Batting first, Chennai Fighters are 99/3 in 14.3 overs, having just lost a wicket. “Hasan Ali”, a right-handed batsman, hits a powerful straight drive as a shaky camera shows the umpire signalling a boundary. Interestingly, the cameras never show the ball actually reaching the boundary rope.
It is the exact moment when curtains fall on this “fake cricket tournament” as a special operations group (SOG) of Mehsana Police raids the ground. A repeat of the live telecast of the T20 match on YouTube shows the umpire moving anxiously as a police team approaches him from the boundary. Moments later, the umpire hands over his walkie-talkie to one of the players and runs for his life. The match is called off unexpectedly as the shaky camera goes blank during the live broadcast.
According to Mehsana Police, a gang was running an elaborate show in the form of a fake “cricket tournament” in order to dupe bettors in Russia. The players were hired for a measly Rs 400 per day, the cricket ground was actually a farmland in Molipur of Vadnagar, there were speaker systems blaring fake crowd noise, a commentator was hired to imitate broadcaster Harsha Bhogle, and the umpire was receiving instructions on his walkie-talkie and passing them on to players regarding the betting prospects on every delivery.
Everything about the proceedings – the match, the setting, the players, umpires, the audience – was fixed.
Mehsana Police arrested four persons – Soeb Davda, Mahmad Saqib Saifi, Mahmad Abu Bakar Kolu and Sadiq Davda, all residents of Molipur in Vadnagar, for running this elaborate scam wherein “a lot of money was made through bets.” They have been taken in police remand till Tuesday under Sections 120B of the Indian Penal Code for criminal conspiracy, sections of the IT Act and the Prevention of Gambling Act.
“After a police team raided the spot, we found that a piece of farmland has been converted into a cricket ground where a white coloured mat has been laid down as the pitch. A single camera has been installed on a small cabin constructed 90 degrees to the pitch whereas on the west side of the ground, two men were stationed with two LED TV Screens.

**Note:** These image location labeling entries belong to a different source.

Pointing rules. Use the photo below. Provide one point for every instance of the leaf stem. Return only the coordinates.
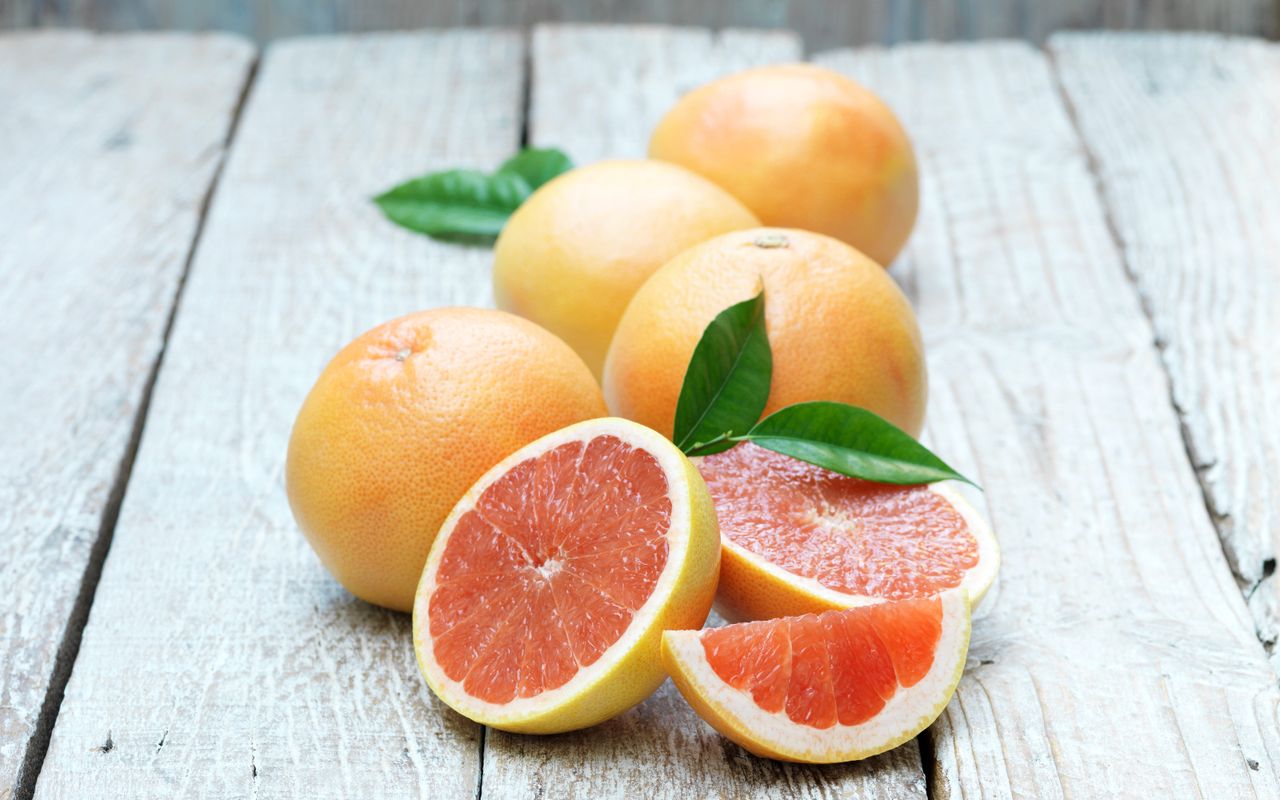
(693, 449)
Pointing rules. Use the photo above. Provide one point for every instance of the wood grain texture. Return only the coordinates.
(598, 92)
(1115, 657)
(822, 23)
(220, 658)
(1200, 225)
(108, 146)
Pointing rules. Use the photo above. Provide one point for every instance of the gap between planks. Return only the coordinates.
(37, 745)
(1247, 584)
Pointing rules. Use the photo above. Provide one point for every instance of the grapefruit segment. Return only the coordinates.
(801, 539)
(836, 686)
(549, 585)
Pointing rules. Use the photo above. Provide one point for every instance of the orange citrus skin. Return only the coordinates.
(804, 147)
(405, 419)
(575, 252)
(839, 327)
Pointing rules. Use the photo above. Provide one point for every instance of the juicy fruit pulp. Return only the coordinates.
(850, 535)
(549, 567)
(547, 592)
(836, 686)
(840, 666)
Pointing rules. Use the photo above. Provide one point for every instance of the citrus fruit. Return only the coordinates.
(576, 251)
(544, 598)
(839, 327)
(799, 538)
(405, 419)
(836, 686)
(804, 147)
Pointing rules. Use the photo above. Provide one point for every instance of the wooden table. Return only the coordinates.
(186, 237)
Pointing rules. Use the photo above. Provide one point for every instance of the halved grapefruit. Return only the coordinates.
(547, 590)
(836, 686)
(801, 539)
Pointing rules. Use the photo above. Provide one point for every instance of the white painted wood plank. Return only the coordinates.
(598, 92)
(108, 146)
(1115, 657)
(220, 659)
(1198, 219)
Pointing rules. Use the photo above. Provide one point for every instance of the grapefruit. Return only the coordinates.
(575, 252)
(405, 419)
(544, 598)
(837, 686)
(839, 327)
(799, 538)
(803, 147)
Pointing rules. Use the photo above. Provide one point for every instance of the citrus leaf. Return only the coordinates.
(853, 442)
(536, 165)
(457, 201)
(727, 380)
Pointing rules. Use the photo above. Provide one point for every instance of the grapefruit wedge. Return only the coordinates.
(547, 590)
(801, 539)
(837, 686)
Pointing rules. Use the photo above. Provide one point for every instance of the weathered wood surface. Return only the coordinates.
(1198, 219)
(108, 146)
(220, 659)
(598, 92)
(1116, 658)
(823, 23)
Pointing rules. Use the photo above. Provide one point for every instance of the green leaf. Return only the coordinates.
(466, 202)
(853, 442)
(536, 165)
(458, 201)
(727, 380)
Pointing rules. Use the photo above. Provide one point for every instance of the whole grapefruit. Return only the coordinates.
(803, 147)
(575, 252)
(839, 327)
(405, 419)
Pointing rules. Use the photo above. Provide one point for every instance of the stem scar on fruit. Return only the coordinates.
(771, 241)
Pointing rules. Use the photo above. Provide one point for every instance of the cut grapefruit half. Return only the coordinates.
(547, 590)
(801, 539)
(837, 686)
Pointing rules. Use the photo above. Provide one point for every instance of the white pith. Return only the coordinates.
(976, 580)
(906, 713)
(521, 709)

“One of the screens displayed the score as Chennai Fighters 103/3 while the other screen displayed a Telegram messenger chat box where betting rates were being projected. We stopped the match and questioned the captains of both Chennai Fighters (Sanjay Thakor) and Gandhinagar Challengers (Sukhaji Thakor). Both were residents of Vadnagar and told us that they were paid Rs 400 daily to pretend to play cricket. The players were provided cricket jerseys, kits and other equipment and asked to follow the instructions of the two umpires who dictated to them how to play every ball,” said VN Rathod, police sub-inspector, Mehsana SOG, in his official complaint.
According to police, it was Soeb Davda who allegedly rounded up local cricket-playing boys from Vadnagar taluka to join his charade.

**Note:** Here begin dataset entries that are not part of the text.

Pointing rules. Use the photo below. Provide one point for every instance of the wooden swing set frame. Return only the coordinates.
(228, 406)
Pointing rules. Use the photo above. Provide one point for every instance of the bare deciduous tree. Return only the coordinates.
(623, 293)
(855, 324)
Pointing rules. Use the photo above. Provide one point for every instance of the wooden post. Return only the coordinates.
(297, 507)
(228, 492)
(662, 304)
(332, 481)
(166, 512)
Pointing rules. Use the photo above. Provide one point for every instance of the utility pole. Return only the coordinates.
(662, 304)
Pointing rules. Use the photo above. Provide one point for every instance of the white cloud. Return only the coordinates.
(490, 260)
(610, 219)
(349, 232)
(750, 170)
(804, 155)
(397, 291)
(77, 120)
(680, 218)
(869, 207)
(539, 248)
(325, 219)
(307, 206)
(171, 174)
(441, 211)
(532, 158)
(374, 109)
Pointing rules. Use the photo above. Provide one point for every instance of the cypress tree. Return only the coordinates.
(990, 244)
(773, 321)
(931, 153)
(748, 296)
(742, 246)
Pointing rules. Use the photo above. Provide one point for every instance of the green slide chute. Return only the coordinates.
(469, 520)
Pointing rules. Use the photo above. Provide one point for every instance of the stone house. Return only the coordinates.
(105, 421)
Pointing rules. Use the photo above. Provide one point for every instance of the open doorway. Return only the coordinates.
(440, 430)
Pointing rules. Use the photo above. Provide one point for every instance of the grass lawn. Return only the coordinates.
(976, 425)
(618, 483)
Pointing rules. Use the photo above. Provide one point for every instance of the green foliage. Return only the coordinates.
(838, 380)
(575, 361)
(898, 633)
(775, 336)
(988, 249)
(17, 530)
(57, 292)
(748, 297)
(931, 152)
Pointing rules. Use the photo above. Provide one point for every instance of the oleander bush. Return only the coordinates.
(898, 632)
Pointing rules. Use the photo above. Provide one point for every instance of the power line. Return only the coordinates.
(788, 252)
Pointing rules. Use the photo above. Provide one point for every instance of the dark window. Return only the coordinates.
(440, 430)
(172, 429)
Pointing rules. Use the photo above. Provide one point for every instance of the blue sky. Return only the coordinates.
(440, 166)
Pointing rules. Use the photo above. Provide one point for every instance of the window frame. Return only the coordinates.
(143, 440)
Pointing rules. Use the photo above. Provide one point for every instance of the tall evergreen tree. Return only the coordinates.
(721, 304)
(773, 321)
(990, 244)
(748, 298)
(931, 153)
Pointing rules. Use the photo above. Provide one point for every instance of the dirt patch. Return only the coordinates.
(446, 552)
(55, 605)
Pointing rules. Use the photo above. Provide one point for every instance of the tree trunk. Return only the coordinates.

“It was Soeb who offered Rs 400 per day to the local boys and also rented the farmland of one Ghulambhai Masi to organise this tournament. Similarly, two umpires Mahmad Kolu and Sadiq Davda were receiving instructions on walkie-talkie from Soeb.
“Soeb has informed us that he was in touch on the Telegram app with one Asif Mahmad from Russia, who used to organise betting over there on the tournament. The fourth accused, Mahmad Saqib Saifi was coordinating with Asif Mahmad of Russia, who gave him the live betting rates,” added Rathod.

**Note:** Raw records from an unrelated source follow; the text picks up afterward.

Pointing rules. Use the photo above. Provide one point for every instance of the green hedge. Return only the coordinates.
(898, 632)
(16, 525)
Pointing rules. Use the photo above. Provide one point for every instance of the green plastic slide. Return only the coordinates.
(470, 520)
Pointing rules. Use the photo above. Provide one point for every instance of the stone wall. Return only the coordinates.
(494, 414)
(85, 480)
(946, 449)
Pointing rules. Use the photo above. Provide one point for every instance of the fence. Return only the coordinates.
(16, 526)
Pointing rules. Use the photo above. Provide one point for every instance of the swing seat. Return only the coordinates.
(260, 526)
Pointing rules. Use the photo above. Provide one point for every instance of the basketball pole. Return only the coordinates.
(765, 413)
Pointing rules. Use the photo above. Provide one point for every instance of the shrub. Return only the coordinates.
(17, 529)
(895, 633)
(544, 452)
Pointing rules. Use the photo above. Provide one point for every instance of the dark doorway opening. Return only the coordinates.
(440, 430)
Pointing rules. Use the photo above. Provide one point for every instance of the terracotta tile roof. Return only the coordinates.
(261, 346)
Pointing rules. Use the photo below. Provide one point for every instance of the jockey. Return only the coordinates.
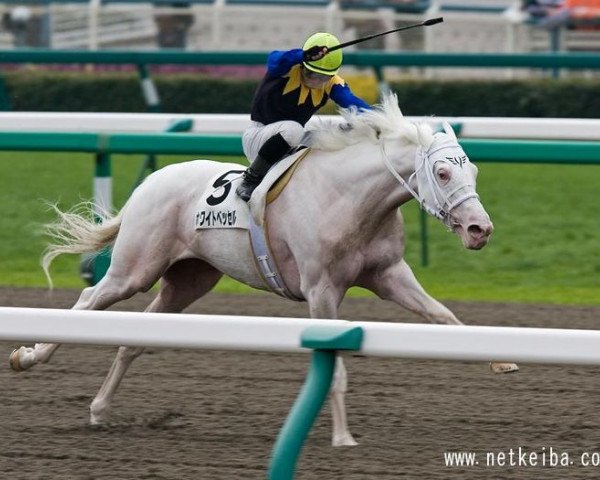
(298, 82)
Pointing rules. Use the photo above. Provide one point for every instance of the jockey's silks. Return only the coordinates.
(281, 94)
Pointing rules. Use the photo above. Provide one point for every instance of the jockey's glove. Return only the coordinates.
(314, 53)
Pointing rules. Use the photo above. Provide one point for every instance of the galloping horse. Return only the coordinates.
(335, 225)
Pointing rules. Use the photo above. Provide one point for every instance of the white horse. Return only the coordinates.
(337, 224)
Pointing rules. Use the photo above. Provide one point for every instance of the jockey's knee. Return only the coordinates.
(292, 133)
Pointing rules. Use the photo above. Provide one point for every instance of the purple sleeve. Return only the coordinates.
(280, 62)
(343, 96)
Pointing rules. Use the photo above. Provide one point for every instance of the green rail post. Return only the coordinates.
(93, 266)
(424, 238)
(4, 98)
(325, 341)
(149, 89)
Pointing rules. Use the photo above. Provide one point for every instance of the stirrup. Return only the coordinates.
(244, 190)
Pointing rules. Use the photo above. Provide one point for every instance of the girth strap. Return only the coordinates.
(265, 263)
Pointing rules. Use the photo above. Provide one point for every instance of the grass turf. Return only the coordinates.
(545, 247)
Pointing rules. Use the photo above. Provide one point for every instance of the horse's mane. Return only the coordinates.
(383, 121)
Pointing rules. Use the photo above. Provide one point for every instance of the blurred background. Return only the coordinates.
(497, 59)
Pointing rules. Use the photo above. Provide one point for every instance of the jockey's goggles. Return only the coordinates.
(310, 75)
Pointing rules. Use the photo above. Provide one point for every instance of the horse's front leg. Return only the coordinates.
(398, 284)
(323, 302)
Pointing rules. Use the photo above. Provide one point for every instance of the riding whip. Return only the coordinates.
(426, 23)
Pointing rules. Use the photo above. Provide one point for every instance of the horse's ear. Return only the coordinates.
(449, 130)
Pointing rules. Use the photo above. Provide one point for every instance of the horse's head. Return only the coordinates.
(446, 189)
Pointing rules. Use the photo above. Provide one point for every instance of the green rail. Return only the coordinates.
(375, 59)
(479, 150)
(104, 144)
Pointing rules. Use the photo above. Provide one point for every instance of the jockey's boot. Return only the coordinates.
(273, 150)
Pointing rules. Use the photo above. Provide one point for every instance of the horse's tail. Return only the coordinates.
(76, 232)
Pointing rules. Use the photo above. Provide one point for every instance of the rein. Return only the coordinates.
(424, 166)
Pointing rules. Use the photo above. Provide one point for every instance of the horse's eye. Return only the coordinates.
(443, 175)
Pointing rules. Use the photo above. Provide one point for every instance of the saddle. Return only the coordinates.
(220, 207)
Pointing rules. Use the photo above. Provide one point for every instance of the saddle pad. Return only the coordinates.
(220, 207)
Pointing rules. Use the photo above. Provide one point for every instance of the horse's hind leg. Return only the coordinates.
(323, 301)
(398, 284)
(99, 297)
(183, 283)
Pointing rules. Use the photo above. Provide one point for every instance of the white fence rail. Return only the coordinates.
(471, 127)
(418, 341)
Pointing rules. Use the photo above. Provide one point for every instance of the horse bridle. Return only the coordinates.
(424, 165)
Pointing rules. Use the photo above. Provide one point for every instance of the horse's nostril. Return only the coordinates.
(479, 231)
(475, 230)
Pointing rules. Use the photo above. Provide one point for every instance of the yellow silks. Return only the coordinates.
(295, 81)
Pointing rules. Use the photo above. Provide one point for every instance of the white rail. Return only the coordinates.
(440, 342)
(471, 127)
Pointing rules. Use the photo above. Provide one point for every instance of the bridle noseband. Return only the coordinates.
(424, 166)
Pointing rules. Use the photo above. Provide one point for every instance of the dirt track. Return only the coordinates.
(214, 415)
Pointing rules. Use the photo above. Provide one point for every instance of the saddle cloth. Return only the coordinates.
(220, 207)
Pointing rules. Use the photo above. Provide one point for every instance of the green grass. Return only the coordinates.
(546, 247)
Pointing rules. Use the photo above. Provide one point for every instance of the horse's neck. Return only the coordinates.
(362, 167)
(359, 172)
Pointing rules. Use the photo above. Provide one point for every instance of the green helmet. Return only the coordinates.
(330, 63)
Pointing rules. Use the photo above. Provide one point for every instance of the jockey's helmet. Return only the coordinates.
(330, 63)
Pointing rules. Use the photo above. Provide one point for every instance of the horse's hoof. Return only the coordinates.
(504, 367)
(15, 364)
(344, 441)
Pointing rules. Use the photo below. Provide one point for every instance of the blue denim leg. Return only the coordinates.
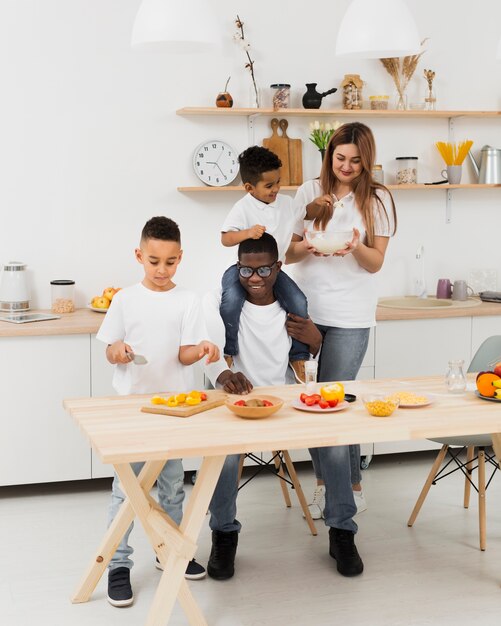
(334, 465)
(292, 300)
(343, 350)
(232, 300)
(170, 484)
(223, 506)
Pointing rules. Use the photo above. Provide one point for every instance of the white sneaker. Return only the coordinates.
(317, 505)
(360, 501)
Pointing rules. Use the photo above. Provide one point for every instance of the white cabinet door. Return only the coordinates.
(39, 442)
(101, 376)
(419, 348)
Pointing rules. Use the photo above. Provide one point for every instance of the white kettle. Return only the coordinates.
(14, 291)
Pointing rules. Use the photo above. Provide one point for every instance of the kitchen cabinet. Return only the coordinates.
(38, 443)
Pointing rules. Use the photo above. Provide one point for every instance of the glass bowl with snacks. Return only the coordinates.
(380, 405)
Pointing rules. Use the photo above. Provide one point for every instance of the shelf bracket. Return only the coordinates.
(250, 128)
(448, 206)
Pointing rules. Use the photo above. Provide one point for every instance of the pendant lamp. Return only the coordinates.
(185, 26)
(374, 29)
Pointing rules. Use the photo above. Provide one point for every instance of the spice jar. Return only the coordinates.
(281, 96)
(63, 296)
(378, 174)
(406, 170)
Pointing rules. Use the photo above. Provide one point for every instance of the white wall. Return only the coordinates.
(90, 146)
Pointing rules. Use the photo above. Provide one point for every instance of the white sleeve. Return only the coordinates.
(235, 220)
(216, 333)
(113, 328)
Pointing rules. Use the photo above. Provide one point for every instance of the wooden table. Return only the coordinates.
(121, 434)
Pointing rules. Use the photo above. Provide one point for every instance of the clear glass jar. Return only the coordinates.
(280, 96)
(63, 293)
(455, 380)
(378, 174)
(406, 170)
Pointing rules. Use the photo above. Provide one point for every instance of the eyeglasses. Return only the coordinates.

According to Achal Tyagi, superintendent of police, Mehsana, it was Asif Mahmad sitting in Russia who was the mastermind of the elaborate cricket scam. Asif has also been booked under the same sections. Preliminary investigations have found that the gang received bets from Tver and Moscow in Russia.
“It was Asif who paid Rs 3-4 lakh to the accused gang, asking them to look for a ground and hire players, equipment and other stuff. The four accused were not making any money initially but were promised that if all goes well, they will be handsomely rewarded with Rs 70,000 per month.
“A total of 24 players were hired by this gang from Vadnagar and divided into five teams by shuffling them. Different jerseys were also made for these five teams. The fake cricket tournament had been going on for the past 15 days,” said Tyagi.